Nous quittons la route principale. Je distingue un chemin de terre perdu au milieu du brouillard. Des formes floues défilent autour de nous, vertes, brunes, jaunes. L'odeur sucrée des fleurs me chatouille les narines. Je ne sais plus où je suis, mais cela n'a pas vraiment d'importance. Un bruit de course vient à notre rencontre. Une voix chaude, aux accents espagnols, s'écrie avec soulagement :
— Señor Fabrizio ! Comme je suis content de vous voir enfin ! J'étais si inquiet ! Je me demandais si...
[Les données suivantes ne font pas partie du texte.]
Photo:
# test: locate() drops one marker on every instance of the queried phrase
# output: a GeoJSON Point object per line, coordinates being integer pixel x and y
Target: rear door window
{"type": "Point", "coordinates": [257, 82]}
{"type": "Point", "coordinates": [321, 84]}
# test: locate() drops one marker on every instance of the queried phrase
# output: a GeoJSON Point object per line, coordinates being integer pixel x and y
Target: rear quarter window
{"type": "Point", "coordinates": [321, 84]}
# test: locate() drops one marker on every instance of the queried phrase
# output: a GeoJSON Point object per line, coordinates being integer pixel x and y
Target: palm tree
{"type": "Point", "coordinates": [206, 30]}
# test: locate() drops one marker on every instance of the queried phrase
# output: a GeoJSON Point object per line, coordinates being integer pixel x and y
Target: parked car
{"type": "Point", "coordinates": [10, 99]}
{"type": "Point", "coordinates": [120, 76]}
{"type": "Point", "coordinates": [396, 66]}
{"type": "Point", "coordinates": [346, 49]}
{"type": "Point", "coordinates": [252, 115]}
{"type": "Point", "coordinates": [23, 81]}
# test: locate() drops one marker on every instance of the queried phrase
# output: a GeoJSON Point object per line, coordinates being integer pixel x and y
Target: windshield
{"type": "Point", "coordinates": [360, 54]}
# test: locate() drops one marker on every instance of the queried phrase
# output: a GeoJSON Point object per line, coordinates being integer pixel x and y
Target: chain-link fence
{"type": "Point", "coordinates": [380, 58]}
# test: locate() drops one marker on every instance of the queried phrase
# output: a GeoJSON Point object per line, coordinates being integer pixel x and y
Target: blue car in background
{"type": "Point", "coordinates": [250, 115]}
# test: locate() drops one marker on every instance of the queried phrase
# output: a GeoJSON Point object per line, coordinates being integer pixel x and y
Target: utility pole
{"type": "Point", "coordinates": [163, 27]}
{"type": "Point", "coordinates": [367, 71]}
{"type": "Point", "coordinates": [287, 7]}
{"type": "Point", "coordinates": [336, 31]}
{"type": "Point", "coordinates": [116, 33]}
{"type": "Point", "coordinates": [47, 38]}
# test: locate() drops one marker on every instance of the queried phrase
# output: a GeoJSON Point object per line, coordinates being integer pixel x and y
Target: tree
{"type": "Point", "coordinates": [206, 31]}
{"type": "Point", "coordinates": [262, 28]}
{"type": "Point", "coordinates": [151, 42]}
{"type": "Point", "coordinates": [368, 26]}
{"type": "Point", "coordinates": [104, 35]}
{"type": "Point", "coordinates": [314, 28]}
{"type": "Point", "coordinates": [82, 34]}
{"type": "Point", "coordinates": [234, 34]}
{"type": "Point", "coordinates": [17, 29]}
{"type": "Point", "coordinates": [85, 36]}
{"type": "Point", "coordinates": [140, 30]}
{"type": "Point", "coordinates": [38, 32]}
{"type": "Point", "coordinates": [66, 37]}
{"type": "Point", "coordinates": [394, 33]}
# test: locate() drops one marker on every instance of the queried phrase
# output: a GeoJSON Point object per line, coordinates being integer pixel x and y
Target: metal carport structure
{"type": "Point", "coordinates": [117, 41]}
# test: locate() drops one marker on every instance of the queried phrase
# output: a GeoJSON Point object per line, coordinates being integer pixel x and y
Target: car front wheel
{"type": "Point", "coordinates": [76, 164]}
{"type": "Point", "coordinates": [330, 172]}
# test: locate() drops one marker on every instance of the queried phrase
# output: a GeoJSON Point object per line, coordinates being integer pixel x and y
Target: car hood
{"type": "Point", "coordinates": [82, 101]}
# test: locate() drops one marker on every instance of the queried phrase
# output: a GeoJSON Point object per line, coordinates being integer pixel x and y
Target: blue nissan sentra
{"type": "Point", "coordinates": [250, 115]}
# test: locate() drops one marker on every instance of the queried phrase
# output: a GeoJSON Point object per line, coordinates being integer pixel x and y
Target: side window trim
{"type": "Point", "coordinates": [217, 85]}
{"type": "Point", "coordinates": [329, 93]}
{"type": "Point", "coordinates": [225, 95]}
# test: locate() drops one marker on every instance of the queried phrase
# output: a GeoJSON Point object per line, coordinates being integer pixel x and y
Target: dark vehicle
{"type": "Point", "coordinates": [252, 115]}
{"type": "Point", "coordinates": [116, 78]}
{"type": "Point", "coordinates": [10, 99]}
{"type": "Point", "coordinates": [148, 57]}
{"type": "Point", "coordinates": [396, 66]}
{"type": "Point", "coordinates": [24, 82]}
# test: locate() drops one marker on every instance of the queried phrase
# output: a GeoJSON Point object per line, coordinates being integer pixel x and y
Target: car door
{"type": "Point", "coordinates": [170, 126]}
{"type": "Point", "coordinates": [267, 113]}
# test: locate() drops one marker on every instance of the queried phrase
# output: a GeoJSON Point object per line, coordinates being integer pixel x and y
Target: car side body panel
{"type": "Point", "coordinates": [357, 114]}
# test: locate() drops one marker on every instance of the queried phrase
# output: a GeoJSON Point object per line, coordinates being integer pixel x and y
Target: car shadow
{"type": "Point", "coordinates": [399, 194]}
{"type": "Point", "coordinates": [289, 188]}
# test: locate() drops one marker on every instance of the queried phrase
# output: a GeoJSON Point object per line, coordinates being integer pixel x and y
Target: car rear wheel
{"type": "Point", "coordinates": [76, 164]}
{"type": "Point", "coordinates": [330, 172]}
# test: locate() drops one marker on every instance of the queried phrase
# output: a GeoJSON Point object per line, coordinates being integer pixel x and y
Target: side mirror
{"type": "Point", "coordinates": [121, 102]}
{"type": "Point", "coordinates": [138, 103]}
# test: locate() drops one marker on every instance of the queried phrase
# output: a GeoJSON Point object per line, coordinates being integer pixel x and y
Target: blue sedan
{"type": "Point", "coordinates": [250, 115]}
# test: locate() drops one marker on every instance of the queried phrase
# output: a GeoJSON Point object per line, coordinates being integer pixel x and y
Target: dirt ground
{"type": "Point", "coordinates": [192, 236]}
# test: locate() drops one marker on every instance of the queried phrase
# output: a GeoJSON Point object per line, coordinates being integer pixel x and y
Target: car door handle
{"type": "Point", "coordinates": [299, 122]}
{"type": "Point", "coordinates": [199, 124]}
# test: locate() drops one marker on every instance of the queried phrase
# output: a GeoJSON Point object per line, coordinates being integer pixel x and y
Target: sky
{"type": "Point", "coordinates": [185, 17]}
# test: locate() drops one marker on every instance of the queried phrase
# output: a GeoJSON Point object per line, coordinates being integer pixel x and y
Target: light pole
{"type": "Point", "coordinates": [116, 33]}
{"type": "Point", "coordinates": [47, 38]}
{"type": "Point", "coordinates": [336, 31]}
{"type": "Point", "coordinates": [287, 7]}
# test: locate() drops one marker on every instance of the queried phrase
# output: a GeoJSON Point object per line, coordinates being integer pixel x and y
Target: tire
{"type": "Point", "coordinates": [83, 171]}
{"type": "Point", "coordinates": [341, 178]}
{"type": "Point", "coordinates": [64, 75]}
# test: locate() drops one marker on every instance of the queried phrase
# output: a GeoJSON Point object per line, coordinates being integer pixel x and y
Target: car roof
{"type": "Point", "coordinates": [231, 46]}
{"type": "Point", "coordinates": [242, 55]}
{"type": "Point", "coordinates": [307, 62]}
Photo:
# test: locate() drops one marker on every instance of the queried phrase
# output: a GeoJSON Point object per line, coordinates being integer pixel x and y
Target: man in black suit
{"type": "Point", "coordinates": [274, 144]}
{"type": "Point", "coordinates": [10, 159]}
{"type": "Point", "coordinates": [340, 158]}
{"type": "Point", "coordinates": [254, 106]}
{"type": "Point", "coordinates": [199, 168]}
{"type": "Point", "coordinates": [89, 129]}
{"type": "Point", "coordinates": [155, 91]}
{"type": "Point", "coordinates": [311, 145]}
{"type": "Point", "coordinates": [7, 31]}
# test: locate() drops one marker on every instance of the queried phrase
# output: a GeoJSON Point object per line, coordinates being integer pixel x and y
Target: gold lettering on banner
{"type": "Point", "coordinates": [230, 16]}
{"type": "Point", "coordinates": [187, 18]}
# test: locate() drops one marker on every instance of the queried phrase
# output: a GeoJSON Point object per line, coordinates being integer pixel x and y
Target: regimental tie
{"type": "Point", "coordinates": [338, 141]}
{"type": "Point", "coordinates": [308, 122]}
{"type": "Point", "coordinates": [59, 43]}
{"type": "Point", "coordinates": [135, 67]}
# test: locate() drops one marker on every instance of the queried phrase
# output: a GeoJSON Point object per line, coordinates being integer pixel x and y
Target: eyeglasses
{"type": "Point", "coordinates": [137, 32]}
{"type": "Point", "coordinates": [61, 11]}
Pedro s'interrompt brutalement et reprend d'un ton catastrophé :
— Qu'est-il arrivé à Guillaume ?
— Blessé par Torque. Peux-tu le porter un moment ? Je n'en peux plus.
Des bras solides m'enveloppent. Ils me retiennent dans un cocon protecteur, comme un petit enfant. Je ferme les yeux. Mes muscles tétanisés se relâchent. Je n'ai plus besoin de me cramponner.
— Tous les autres sont déjà rentrés. Nous avons bougé les carrioles. Comme nous ne savions pas si... enfin, je vais vous conduire. Par ici !
Nous marchons ainsi un certain temps et je me laisse bercer avec abandon. Je sens à peine la douleur lancinante qui irradie dans mon dos. Ma tête, légère, aérienne, paraît sur le point de s'envoler.
Des appels s'élèvent à notre approche, des éclats de paroles lointaines. Mes compagnons, mes amis ! J'ouvre les yeux sur le bleu infini du ciel. Je veux descendre, marcher. Je n'ai plus mal. Je me tortille et Pedro me laisse faire. Des visages flous s'avancent vers moi. Des voix me parviennent au travers d'un épais voile de coton. J'ai de la peine à saisir leurs paroles. Pourquoi s'agitent-ils ainsi ? J'esquisse un sourire, fais un pas en avant, mais le sol se dérobe, facétieux. Il monte vers moi brutalement. Deux mains solides me rattrapent. J'entends une voix, plus claire, impérieuse, qui perce le brouillard qui m'entoure. Elle m'évoque une forêt enchantée, un lac aux flots gris, des cheveux de feu.
— Va le poser dans le chariot, doucement. Quant à toi, Pedro, apporte-moi de l'eau, des bandages ! Je ne veux personne autour de moi ! Je vais avoir besoin de calme. Vous attendez dehors.
L'atmosphère change. Tout s'assombrit. Les bras chauds m'allongent sur un matelas de paille. Un visage pâle se penche sur moi, encadré de cheveux noirs. Des yeux inquiets cherchent les miens, des yeux de la couleur de l'océan sous le gris du ciel. Je me noie dans ce regard et sombre dans l'inconscience.